Pre-Cook shipwreck challenges history
A new discovery about a sunken shipwreck in the ferocious Kaipara Harbour graveyard might rewrite New Zealand's history books.
At Dargaville Museum's annual meeting, dendrochronologist Jonathan Palmer revealed the preliminary results of a paper he has been working on for more than three years, which suggests New Zealand's oldest shipwreck is no longer a sealing supplies vessel called the Endeavour, which sunk in 1795, but is a ship buried off the Pouto coastline in 1705.
The paper has been submitted to the Royal Society of New Zealand and will hopefully be published in one month. Shipwreck finder Noel Hilliam had developed a theory that the ship Cecillia Maria had travelled down from Portugal, stopped in Indonesia for repairs and made it to New Zealand where it was claimed by the unforgiving west coast.
With a piece of the wreck stored at his house, Hilliam teamed up with Palmer and various other professionals from universities in New Zealand and Australia to carbon date the timber samples.
When the team discovered that more of the remains had been stored at the museum since 1982 things sped up quickly, Palmer says.
The teak and tropical lagerstroemia wood samples from the ship have been carbon tested by Waikato Radiocarbon Dating laboratory director Alan Hogg at least five times.
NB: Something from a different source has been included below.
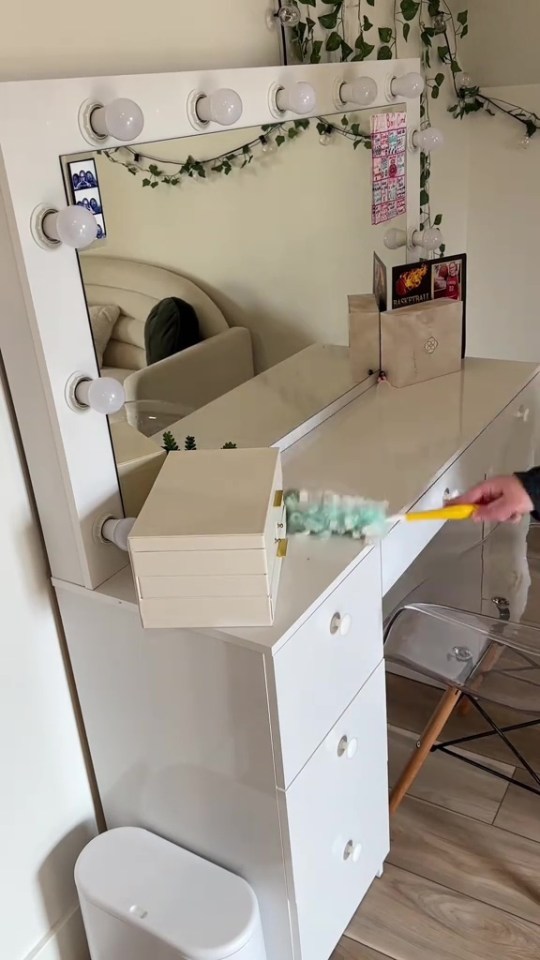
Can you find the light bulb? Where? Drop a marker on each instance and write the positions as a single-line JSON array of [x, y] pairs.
[[122, 119], [463, 80], [222, 106], [76, 226], [430, 239], [411, 85], [288, 15], [267, 145], [394, 238], [428, 139], [104, 395], [362, 91], [117, 531], [298, 98]]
The wood itself is about 300 years old, Palmer says.
And after taking into account the age of the sap wood, the heart wood, time for curing, building and sailing they estimate the boat sank in 1705.
A historic shipwreck is nothing new to the treacherous Kaipara Harbour entrance, known as the "graveyard" because more than 100 vessels have been claimed by the sandbars.
Palmer's story throws out Hilliam's estimated date but proves the majority of his original theory.
"The story still has a few loose ends, it's impossible to tell whether a boat carried passengers based on a piece of wood, and we can't discount the theory that it was wrecked and driven up into the beach," Palmer says.
If the paper is published, Palmer says it will spark a lot of interest and will be a drawcard for the museum.
"Although it does not change the fact that Abel Tasman discovered the country in 1650, it does suggest someone was here between him and Captain Cook, (1769) which is pretty intriguing."
Palmer says the Dargaville Museum deserves credit for the effort it has put into storing the remains.
"We wanted them to feel proud for having gone to the trouble of meticulously storing a piece of wood out the back because 999 out of 1000 people would think it's a waste of time but now it could be a key piece that might provide history," he says.